Image segmentation is a technique of separating non-overlapping regions of an image. Since the last decade, researchers are using image segmentation as a preprocessing step of computer vision and image analysis. Therefore, the accuracy of segmentation is a vital factor for higher level image analysis. A lot of methods like thresholding based, edge based, region based, graph-cut based and connectivity-preserving relaxation methods for segmentation of image objects have been evolved till date. However, most of the researchers use thresholding-based segmentation in different applications because of its simplicity, accuracy, and robustness. In bi-level thresholding, image is divided into only two different homogeneous regions by using a single optimized threshold value whereas multi-level thresholding (Yin 1999, Yin 2007, Sathya et. al.2010, Hammouche 2008) divides the image into multiple regions by using the multiple optimized threshold values. Thresholding technique can be categorized into local and global, among the various global thresholding technique. There exist a number of techniques to compute thresholds. Otsu’s between class variance (Otsu, 1979) and Kapur’s entropy (Kapur et al.1985) are two popular of them which are used for image segmentation. The main challenge in any thresholding-based image segmentation is to find out the best set of thresholds for which the partitioning of different regions of an image may provide the best accuracy. Since the performance of classical optimization techniques broadly depend on the nature of the problems and type of objective functions, their efficiency largely depends on the solution space and the number of variables.

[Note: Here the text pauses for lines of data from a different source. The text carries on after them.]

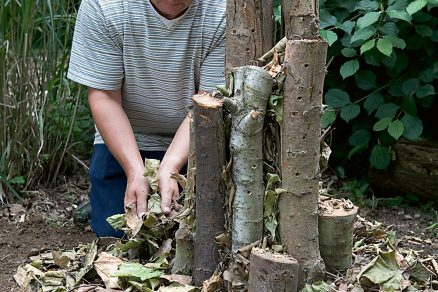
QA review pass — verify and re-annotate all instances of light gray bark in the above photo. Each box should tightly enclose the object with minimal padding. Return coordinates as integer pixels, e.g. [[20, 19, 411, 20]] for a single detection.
[[224, 66, 272, 252], [278, 39, 327, 287]]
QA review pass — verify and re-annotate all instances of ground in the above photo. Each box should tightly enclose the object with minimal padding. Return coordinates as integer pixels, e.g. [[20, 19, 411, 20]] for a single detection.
[[0, 178, 438, 291]]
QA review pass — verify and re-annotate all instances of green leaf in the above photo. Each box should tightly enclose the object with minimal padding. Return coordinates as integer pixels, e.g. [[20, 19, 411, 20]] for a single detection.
[[341, 48, 357, 58], [415, 25, 433, 37], [340, 60, 360, 79], [356, 12, 381, 29], [319, 29, 338, 46], [350, 27, 376, 44], [385, 35, 406, 50], [354, 0, 379, 11], [341, 103, 360, 123], [388, 120, 405, 140], [112, 263, 163, 281], [401, 114, 423, 141], [348, 129, 371, 146], [377, 37, 392, 56], [354, 70, 377, 90], [348, 143, 368, 159], [370, 145, 391, 170], [402, 95, 417, 115], [321, 109, 336, 129], [376, 102, 400, 119], [386, 10, 412, 23], [402, 78, 419, 96], [360, 39, 376, 55], [363, 93, 385, 115], [324, 88, 350, 108], [415, 84, 436, 98], [406, 0, 427, 15], [373, 117, 392, 132]]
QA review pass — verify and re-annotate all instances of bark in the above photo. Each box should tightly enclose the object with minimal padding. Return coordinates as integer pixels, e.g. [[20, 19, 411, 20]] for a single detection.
[[172, 113, 196, 275], [318, 199, 357, 272], [370, 140, 438, 201], [248, 248, 299, 292], [278, 40, 327, 287], [224, 66, 272, 252], [281, 0, 319, 40], [226, 0, 273, 72], [193, 94, 225, 286], [172, 224, 193, 275]]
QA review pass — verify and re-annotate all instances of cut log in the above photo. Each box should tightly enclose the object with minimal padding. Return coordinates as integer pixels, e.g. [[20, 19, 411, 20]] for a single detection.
[[193, 94, 225, 286], [172, 112, 196, 275], [318, 199, 358, 272], [224, 66, 272, 252], [226, 0, 274, 72], [248, 248, 299, 292], [370, 140, 438, 201], [172, 224, 193, 275], [278, 39, 327, 288]]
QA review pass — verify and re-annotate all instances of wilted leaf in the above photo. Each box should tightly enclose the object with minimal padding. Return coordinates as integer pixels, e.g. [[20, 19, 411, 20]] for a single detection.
[[94, 252, 123, 289], [358, 251, 409, 291], [106, 214, 126, 230], [125, 204, 143, 237], [301, 281, 336, 292], [144, 159, 160, 193], [158, 283, 197, 292], [113, 263, 163, 281]]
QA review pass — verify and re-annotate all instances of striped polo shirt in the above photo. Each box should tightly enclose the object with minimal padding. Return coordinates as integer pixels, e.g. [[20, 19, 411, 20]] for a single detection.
[[68, 0, 226, 151]]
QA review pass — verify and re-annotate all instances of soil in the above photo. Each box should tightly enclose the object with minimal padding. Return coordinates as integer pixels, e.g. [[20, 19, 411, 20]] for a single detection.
[[0, 177, 438, 291]]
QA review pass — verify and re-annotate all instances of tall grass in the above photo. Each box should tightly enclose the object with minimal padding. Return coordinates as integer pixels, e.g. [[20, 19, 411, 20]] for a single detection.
[[0, 0, 92, 202]]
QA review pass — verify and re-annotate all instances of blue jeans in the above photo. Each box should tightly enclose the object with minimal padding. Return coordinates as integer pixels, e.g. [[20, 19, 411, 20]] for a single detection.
[[90, 144, 165, 237]]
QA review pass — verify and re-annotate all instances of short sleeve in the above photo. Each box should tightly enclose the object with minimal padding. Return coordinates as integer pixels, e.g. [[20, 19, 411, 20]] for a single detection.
[[67, 0, 124, 90], [199, 18, 225, 91]]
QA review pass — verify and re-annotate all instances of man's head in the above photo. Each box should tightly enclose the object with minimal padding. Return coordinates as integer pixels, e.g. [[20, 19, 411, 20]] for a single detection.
[[150, 0, 193, 19]]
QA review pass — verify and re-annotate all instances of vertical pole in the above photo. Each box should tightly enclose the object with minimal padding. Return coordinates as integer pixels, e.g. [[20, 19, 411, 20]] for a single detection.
[[278, 0, 327, 287], [193, 94, 226, 286]]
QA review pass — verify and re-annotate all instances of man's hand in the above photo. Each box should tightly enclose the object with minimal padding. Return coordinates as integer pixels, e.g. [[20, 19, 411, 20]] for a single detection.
[[124, 171, 150, 218], [158, 163, 181, 214]]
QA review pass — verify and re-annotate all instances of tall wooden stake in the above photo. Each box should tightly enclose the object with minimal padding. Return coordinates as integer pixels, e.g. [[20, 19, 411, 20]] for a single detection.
[[226, 0, 273, 72], [278, 0, 327, 287], [193, 94, 226, 286]]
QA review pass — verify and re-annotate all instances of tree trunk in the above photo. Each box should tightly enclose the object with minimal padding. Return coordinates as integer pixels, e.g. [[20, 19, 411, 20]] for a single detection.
[[370, 140, 438, 201], [318, 199, 357, 272], [278, 39, 327, 287], [193, 94, 225, 286], [224, 66, 272, 252], [226, 0, 273, 72], [281, 0, 319, 40], [172, 112, 196, 275], [248, 248, 299, 292]]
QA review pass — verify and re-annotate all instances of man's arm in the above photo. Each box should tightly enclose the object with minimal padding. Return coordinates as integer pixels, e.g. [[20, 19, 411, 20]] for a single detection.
[[88, 88, 149, 218]]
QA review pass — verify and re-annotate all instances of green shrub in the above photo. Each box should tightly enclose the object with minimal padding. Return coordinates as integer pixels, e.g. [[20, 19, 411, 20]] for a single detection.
[[320, 0, 438, 169], [0, 0, 93, 201]]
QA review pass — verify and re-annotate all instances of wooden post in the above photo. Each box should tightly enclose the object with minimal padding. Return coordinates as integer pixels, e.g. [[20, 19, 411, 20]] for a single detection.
[[226, 0, 273, 72], [248, 248, 299, 292], [318, 199, 358, 272], [278, 0, 327, 288], [193, 94, 226, 286]]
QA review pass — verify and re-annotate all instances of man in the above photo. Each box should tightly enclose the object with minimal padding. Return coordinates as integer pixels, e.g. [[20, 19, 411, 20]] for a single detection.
[[68, 0, 225, 237]]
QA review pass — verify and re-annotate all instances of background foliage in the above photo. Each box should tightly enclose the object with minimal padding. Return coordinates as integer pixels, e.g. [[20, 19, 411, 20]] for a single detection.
[[320, 0, 438, 170], [0, 0, 93, 201]]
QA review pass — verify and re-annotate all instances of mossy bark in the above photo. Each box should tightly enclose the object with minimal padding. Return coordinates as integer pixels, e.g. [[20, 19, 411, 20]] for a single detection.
[[193, 94, 226, 286], [224, 66, 272, 252]]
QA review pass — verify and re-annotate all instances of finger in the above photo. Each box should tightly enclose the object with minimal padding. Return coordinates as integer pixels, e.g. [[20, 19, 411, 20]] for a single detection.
[[161, 191, 172, 214], [137, 190, 148, 218]]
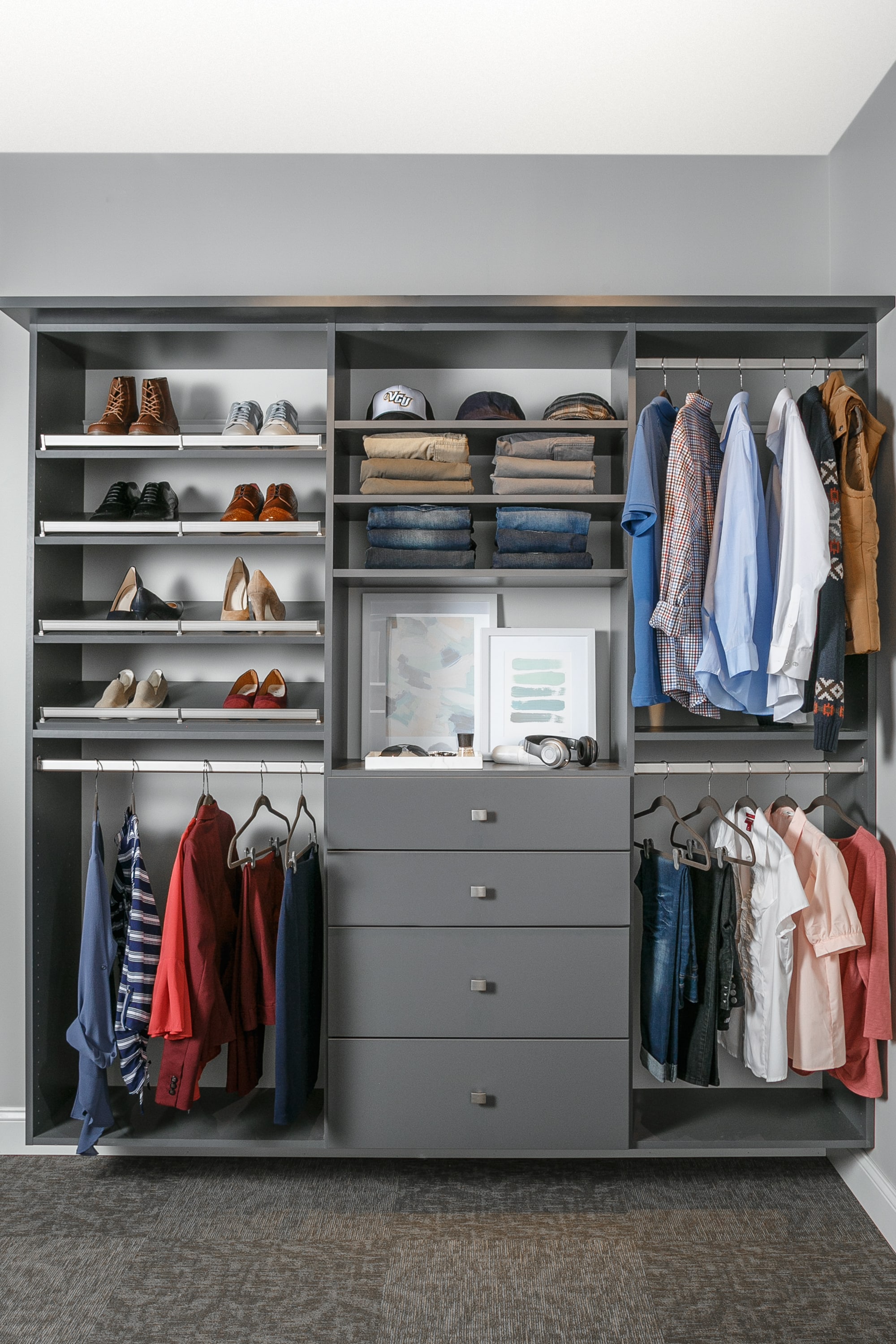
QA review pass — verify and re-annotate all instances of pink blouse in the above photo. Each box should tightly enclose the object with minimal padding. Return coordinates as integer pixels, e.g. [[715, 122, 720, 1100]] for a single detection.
[[766, 808, 865, 1073], [831, 827, 893, 1097]]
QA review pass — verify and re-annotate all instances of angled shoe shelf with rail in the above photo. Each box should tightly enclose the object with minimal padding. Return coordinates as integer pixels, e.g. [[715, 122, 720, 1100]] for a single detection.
[[7, 297, 892, 1156]]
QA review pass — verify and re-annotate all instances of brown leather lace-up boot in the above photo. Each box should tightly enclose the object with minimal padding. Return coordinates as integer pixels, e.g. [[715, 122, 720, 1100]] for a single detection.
[[87, 378, 137, 434], [128, 378, 180, 434], [258, 484, 298, 523]]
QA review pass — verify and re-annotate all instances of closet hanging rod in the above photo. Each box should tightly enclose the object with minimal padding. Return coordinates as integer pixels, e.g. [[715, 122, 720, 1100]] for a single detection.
[[634, 355, 868, 374], [36, 757, 324, 774], [634, 758, 865, 775]]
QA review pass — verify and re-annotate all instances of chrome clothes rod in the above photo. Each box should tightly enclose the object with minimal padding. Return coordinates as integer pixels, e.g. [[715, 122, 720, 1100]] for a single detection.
[[634, 355, 868, 374], [38, 757, 324, 774], [634, 759, 865, 775]]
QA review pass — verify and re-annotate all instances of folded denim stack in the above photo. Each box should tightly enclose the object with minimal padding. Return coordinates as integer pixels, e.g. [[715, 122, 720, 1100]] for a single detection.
[[362, 433, 473, 495], [491, 431, 594, 495], [364, 504, 475, 570], [491, 508, 594, 570]]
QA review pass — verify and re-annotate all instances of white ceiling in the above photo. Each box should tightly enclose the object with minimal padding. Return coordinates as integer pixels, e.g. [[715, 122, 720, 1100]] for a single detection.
[[0, 0, 896, 156]]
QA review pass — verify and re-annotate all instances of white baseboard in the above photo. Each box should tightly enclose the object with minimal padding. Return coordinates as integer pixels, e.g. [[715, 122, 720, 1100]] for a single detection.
[[827, 1149, 896, 1250]]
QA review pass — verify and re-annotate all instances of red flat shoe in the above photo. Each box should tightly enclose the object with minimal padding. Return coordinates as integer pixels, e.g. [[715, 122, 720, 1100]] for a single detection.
[[224, 668, 258, 710], [254, 668, 288, 710]]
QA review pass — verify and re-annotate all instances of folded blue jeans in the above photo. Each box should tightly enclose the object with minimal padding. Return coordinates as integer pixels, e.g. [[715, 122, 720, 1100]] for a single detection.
[[494, 505, 591, 536], [364, 546, 475, 570], [367, 527, 473, 551], [495, 527, 588, 551], [491, 551, 594, 570], [367, 504, 473, 531], [634, 853, 698, 1082]]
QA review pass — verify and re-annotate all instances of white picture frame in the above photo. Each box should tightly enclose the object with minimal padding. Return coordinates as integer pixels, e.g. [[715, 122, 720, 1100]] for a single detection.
[[362, 591, 498, 757], [479, 626, 598, 755]]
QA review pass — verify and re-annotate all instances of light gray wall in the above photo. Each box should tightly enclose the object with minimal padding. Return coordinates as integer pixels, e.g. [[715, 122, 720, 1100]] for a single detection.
[[0, 155, 827, 294], [830, 67, 896, 1184], [0, 155, 833, 1107]]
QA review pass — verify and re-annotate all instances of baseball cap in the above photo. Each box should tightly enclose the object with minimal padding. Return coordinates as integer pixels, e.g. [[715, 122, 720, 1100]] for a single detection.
[[454, 392, 525, 419], [367, 383, 435, 419], [541, 392, 616, 419]]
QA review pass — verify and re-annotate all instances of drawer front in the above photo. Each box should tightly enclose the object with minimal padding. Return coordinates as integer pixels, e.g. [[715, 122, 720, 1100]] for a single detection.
[[328, 927, 629, 1036], [328, 1040, 629, 1154], [327, 849, 631, 926], [327, 770, 631, 849]]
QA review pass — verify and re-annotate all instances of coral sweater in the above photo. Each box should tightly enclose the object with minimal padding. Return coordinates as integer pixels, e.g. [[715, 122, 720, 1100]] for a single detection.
[[149, 802, 237, 1110]]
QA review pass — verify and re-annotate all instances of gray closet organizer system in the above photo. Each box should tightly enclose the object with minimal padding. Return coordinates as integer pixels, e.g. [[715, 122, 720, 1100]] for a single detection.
[[10, 297, 893, 1156]]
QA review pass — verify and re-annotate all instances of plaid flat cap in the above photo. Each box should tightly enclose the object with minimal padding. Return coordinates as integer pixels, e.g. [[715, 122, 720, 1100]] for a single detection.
[[541, 392, 616, 419]]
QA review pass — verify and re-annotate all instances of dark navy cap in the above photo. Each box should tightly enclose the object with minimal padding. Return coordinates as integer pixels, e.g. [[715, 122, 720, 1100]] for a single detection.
[[454, 392, 525, 419]]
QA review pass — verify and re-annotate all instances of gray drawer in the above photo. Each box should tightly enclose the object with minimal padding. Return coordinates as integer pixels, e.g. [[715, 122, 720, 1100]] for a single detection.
[[328, 1040, 629, 1156], [327, 769, 631, 849], [328, 927, 629, 1036], [327, 849, 631, 926]]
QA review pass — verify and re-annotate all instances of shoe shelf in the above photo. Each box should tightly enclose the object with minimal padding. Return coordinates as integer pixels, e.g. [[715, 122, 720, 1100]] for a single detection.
[[333, 569, 627, 589], [38, 434, 327, 460], [335, 419, 629, 456], [35, 681, 324, 741], [38, 515, 325, 542], [34, 528, 327, 547], [333, 495, 626, 521], [35, 602, 324, 642]]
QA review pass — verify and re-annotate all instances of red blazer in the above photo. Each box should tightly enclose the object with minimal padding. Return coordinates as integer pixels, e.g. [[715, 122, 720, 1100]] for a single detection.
[[227, 853, 284, 1097], [152, 802, 238, 1110]]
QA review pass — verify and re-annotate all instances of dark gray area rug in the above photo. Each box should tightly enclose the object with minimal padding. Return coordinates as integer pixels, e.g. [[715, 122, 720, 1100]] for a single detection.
[[0, 1157, 896, 1344]]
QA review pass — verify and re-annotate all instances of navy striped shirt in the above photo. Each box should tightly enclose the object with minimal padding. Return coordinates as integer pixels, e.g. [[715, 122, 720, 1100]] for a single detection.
[[109, 809, 161, 1105]]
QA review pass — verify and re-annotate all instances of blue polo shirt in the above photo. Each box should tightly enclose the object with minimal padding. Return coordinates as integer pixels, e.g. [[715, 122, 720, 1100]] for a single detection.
[[622, 396, 678, 707]]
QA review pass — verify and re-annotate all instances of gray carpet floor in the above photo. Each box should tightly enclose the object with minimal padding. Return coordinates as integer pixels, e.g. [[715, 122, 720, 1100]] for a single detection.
[[0, 1157, 896, 1344]]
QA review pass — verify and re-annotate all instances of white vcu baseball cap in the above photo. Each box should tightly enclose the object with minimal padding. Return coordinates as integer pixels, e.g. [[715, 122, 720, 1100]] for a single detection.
[[367, 383, 435, 419]]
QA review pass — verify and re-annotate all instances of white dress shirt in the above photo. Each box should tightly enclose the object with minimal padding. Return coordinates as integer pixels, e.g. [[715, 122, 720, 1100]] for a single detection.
[[766, 387, 830, 723], [709, 808, 809, 1083]]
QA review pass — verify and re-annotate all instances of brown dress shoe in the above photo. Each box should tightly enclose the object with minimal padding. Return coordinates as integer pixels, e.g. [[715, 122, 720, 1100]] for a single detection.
[[128, 378, 180, 434], [258, 485, 298, 523], [87, 378, 137, 434], [220, 481, 265, 523]]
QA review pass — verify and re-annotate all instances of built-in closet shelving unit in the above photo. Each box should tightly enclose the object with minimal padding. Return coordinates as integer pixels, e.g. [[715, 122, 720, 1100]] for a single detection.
[[7, 297, 892, 1156]]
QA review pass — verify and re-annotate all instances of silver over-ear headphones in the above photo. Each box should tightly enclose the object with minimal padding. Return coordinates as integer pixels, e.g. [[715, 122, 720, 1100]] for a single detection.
[[522, 734, 600, 770]]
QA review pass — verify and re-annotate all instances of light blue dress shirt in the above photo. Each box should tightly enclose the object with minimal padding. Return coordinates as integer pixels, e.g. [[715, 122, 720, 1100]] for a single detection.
[[622, 396, 678, 706], [694, 392, 774, 715]]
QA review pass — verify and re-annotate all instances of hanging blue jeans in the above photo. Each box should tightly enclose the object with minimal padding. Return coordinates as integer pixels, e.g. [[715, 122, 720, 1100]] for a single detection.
[[66, 821, 116, 1157], [634, 853, 697, 1082], [274, 848, 324, 1125]]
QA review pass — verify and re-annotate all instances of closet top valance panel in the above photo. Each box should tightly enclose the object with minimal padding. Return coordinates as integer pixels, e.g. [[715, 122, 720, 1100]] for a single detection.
[[0, 294, 895, 327]]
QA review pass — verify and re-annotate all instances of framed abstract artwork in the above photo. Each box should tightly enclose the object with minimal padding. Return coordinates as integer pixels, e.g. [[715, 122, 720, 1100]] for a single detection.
[[362, 593, 497, 757], [479, 628, 596, 753]]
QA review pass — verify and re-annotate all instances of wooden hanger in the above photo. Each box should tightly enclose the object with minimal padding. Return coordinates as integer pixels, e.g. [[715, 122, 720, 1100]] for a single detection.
[[227, 761, 289, 868], [735, 763, 762, 812], [194, 761, 215, 821], [286, 761, 317, 872], [803, 761, 860, 835], [669, 761, 756, 868], [631, 762, 712, 872], [659, 355, 672, 406], [770, 761, 799, 812]]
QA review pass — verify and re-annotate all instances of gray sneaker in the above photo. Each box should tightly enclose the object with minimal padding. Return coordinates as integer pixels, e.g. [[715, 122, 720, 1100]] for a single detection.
[[224, 402, 262, 435], [261, 402, 298, 434]]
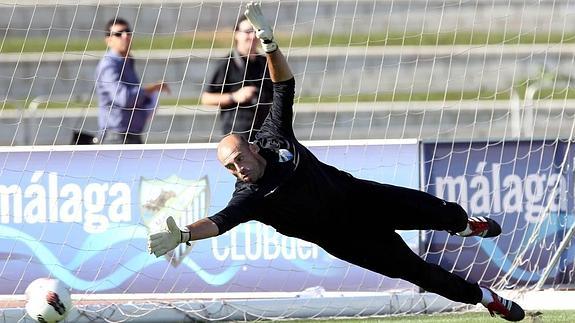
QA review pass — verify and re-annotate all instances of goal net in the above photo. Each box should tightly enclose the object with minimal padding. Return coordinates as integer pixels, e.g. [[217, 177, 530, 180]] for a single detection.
[[0, 0, 575, 322]]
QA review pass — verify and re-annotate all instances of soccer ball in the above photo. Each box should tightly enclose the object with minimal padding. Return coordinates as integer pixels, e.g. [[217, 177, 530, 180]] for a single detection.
[[25, 278, 72, 323]]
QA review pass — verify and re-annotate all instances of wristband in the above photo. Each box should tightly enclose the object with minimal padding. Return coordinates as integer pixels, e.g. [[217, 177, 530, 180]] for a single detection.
[[180, 230, 192, 246]]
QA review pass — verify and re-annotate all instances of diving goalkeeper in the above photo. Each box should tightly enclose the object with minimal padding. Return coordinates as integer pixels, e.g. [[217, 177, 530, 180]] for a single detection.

To overcome these drawbacks nature-inspired metaheuristic algorithms have become a research interest of many researchers in the recent days. For example, genetic algorithm (GA) (Yin, 1999; Hammouche, 2008), improved GA (Zhang et al., 2014), biography based optimization (BBO) (Simon, 2008), particle swarm optimization (PSO) (Yin, 2007; Kennedy et al., 1995; Shi, 2001), artificial bee colony (ABC) (Akay, 2013), modified ABC (Bhandari et al., 2015), differential evolution (DE) (Gandomi et al., 2012), bacterial foraging optimization (BFO) (Sathya et al., 2010), ant colony optimization(ACO) (Tao et al., 2007), cuckoo search (CS) (Agrawal et al., 2013), honey bee mating optimization (HBMO) (Horng, 2010), social spider optimization (SSO) (Ouadfel et al., 2016), flower pollination (Ouadfel et al., 2016), BAT (Yang, 2010) algorithm etc. have been developed and successfully applied to solve many optimization problems in different fields. But, in line with the no-free-lunch theorem (Wolpert et al., 1997), a metaheuristic algorithm may not always be able to produce the best result in solving all types of optimization problems. Therefore, we need to continually search a better metaheuristic algorithm which can be able to provide better results in solving a particular problem.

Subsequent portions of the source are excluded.